In this work, the first rotor of a high-speed multistage axial compressor [20] was used to analyze the AR influence on compressor performance. Great care was taken to allow the isolated study of the impact of the AR on the compressor performance, around its nominal design value of AR = 1.37. The isolation of the effect of the AR was achieved using a constant pitch-chord scaling procedure, allowing other key design parameters to remain relatively unaffected over a large AR range. The efficiency trend presented around the optimum was quite robust to Re number variation, with only a slightly amplified efficiency increase for the lower AR and a further decrease for the higher AR.

The nominal design of AR = 1.37 represents a typical high-speed, state-of-the-art aero-engine compressor design, for which a multi-objective criterion was used. The optimum was achieved by balancing the surge margin against peak efficiency. Herein, optimality in the surge margin with respect to the AR is observed, whereas a close to optimal efficiency is observed in the range from AR = 1.10 to AR = 1.64. This is only slightly higher than the AR = 1.0–1.5 range suggested for low-speed compressors [19]. Clearly, our predicted range is only indicative, considering that the definition of multi-objective optimality requires balancing efficiency and the surge margin and that the choice of balancing these two criteria requires making a design choice along a pareto optimal front.

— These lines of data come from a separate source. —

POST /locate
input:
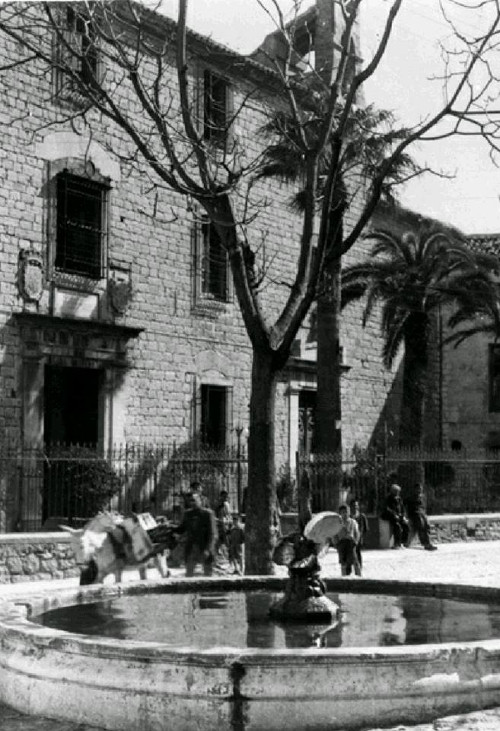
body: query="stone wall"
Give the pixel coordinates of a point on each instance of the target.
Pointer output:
(472, 527)
(45, 556)
(36, 557)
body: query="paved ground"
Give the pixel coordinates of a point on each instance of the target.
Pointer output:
(465, 563)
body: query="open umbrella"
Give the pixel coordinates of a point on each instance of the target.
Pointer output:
(322, 528)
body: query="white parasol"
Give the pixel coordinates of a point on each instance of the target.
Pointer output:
(322, 528)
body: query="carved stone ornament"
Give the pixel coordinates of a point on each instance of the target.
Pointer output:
(120, 294)
(31, 275)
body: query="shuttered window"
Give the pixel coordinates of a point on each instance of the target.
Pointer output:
(80, 237)
(214, 264)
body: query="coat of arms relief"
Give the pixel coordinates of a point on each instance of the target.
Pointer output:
(32, 274)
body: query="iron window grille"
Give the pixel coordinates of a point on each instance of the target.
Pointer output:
(76, 50)
(494, 378)
(80, 225)
(214, 416)
(214, 264)
(215, 108)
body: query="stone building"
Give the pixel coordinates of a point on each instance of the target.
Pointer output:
(469, 382)
(118, 320)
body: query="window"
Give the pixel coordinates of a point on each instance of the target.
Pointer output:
(215, 108)
(494, 378)
(80, 225)
(77, 50)
(214, 416)
(214, 264)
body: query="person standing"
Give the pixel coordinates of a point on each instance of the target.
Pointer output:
(394, 513)
(223, 517)
(236, 540)
(346, 541)
(197, 488)
(198, 525)
(362, 522)
(415, 507)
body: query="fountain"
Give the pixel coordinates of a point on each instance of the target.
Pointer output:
(139, 684)
(305, 593)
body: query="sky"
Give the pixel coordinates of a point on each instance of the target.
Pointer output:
(470, 199)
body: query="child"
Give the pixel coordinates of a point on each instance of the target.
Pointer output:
(223, 517)
(362, 522)
(346, 541)
(236, 539)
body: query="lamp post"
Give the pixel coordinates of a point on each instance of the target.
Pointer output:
(240, 431)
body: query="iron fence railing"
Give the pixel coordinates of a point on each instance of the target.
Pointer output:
(360, 472)
(41, 488)
(454, 481)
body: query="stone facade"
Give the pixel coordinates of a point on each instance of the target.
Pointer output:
(142, 325)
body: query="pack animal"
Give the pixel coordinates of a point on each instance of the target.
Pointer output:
(110, 543)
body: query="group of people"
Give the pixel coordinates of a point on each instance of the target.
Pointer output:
(209, 533)
(403, 519)
(206, 532)
(406, 517)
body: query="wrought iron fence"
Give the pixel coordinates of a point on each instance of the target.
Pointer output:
(43, 488)
(359, 471)
(454, 481)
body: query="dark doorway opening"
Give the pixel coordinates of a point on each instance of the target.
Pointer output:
(213, 416)
(307, 409)
(71, 435)
(71, 405)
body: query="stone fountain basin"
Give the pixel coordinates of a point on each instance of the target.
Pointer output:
(148, 686)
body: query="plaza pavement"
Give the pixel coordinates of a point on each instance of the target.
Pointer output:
(464, 563)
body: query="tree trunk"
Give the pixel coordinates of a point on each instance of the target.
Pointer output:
(414, 382)
(328, 432)
(411, 432)
(260, 503)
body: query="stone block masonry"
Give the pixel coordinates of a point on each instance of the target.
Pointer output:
(36, 557)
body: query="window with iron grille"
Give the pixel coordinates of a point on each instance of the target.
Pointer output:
(76, 50)
(214, 416)
(80, 234)
(214, 264)
(494, 378)
(215, 108)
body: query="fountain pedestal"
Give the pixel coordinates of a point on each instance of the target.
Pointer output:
(305, 593)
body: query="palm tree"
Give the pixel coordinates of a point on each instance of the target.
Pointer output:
(370, 136)
(411, 275)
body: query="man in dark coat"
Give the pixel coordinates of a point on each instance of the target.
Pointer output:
(199, 527)
(394, 513)
(418, 518)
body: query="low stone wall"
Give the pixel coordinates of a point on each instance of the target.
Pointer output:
(470, 527)
(43, 556)
(36, 557)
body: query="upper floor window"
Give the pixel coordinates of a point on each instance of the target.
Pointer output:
(216, 114)
(494, 378)
(76, 50)
(215, 405)
(80, 235)
(214, 264)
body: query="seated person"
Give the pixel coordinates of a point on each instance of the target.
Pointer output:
(418, 518)
(394, 513)
(346, 542)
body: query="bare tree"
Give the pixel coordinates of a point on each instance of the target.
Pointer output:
(120, 69)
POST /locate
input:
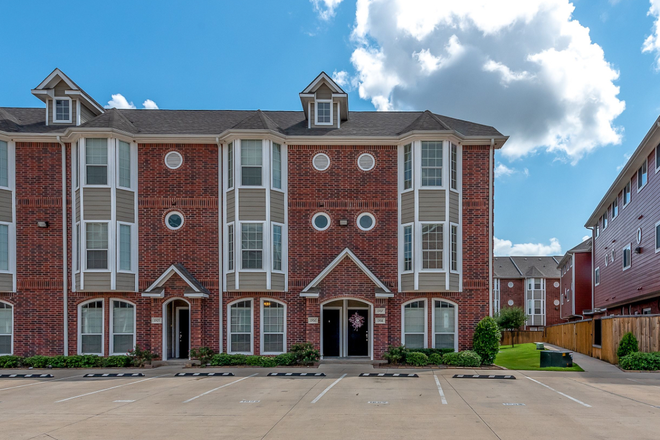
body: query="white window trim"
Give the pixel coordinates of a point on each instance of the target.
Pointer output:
(229, 332)
(63, 121)
(316, 112)
(79, 318)
(455, 321)
(112, 333)
(426, 319)
(261, 327)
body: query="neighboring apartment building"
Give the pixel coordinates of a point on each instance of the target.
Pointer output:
(575, 285)
(528, 282)
(243, 231)
(626, 236)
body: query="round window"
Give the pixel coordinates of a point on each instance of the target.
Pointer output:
(366, 221)
(174, 220)
(173, 160)
(321, 221)
(366, 162)
(321, 162)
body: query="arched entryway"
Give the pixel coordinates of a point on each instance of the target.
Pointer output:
(346, 328)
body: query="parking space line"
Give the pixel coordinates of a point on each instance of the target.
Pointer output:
(559, 392)
(328, 389)
(222, 386)
(107, 389)
(442, 393)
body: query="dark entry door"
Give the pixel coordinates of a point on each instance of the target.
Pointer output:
(331, 327)
(358, 332)
(184, 333)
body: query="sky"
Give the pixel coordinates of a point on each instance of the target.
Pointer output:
(574, 84)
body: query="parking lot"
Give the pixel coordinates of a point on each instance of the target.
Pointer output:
(601, 403)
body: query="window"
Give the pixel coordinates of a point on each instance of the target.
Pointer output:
(123, 327)
(272, 327)
(62, 111)
(124, 164)
(252, 240)
(642, 175)
(91, 328)
(454, 167)
(277, 247)
(125, 248)
(414, 324)
(277, 166)
(6, 328)
(627, 257)
(240, 327)
(444, 325)
(96, 158)
(431, 163)
(407, 166)
(432, 246)
(407, 248)
(251, 162)
(324, 112)
(97, 245)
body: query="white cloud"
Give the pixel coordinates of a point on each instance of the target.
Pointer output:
(524, 66)
(326, 8)
(506, 247)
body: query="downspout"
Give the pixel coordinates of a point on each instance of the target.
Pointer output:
(65, 248)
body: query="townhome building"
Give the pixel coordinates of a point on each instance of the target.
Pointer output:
(531, 283)
(242, 231)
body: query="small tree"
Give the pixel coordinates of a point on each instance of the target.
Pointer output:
(486, 340)
(511, 318)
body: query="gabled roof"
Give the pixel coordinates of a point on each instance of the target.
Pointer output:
(196, 290)
(309, 290)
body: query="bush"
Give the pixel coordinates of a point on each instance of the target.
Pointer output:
(417, 359)
(640, 361)
(627, 345)
(465, 358)
(486, 340)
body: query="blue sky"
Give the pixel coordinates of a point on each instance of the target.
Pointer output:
(568, 82)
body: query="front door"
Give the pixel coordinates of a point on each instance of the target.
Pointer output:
(358, 332)
(331, 332)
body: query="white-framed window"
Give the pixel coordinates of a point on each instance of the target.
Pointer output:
(97, 246)
(414, 324)
(323, 112)
(251, 162)
(122, 327)
(431, 163)
(432, 246)
(273, 327)
(96, 161)
(642, 175)
(252, 245)
(90, 327)
(445, 317)
(627, 257)
(62, 110)
(239, 336)
(6, 328)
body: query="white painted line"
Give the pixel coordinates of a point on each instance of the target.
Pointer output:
(559, 392)
(328, 389)
(222, 386)
(442, 393)
(107, 389)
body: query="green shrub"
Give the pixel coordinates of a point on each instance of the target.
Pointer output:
(417, 359)
(486, 340)
(10, 361)
(627, 345)
(641, 361)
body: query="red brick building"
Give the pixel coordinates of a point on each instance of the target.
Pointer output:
(243, 231)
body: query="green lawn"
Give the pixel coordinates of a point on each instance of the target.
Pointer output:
(525, 357)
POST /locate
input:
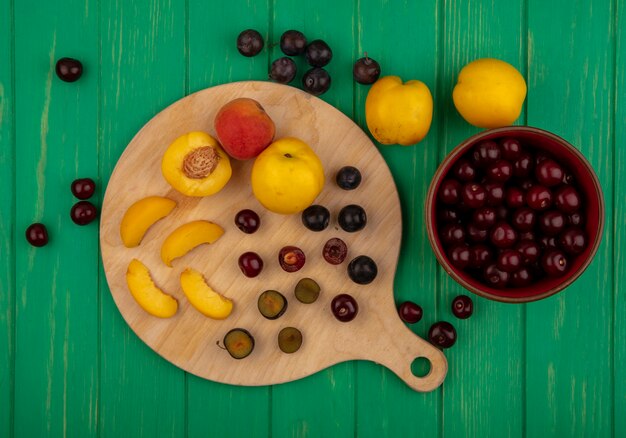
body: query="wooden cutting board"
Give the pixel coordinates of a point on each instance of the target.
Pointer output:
(189, 339)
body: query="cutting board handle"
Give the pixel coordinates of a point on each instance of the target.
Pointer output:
(398, 349)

It should be noted that this is an academic work that points out interesting results regarding the trends of efficiency and the surge margin, without the effect of tip clearance. It should be understood that the absence of this tip gap makes the work less representative in industrial terms. Hence, future work is recommended to include typical gap values and repeat the CFD simulations, in order to verify the effect of the tip clearance on the results shown here.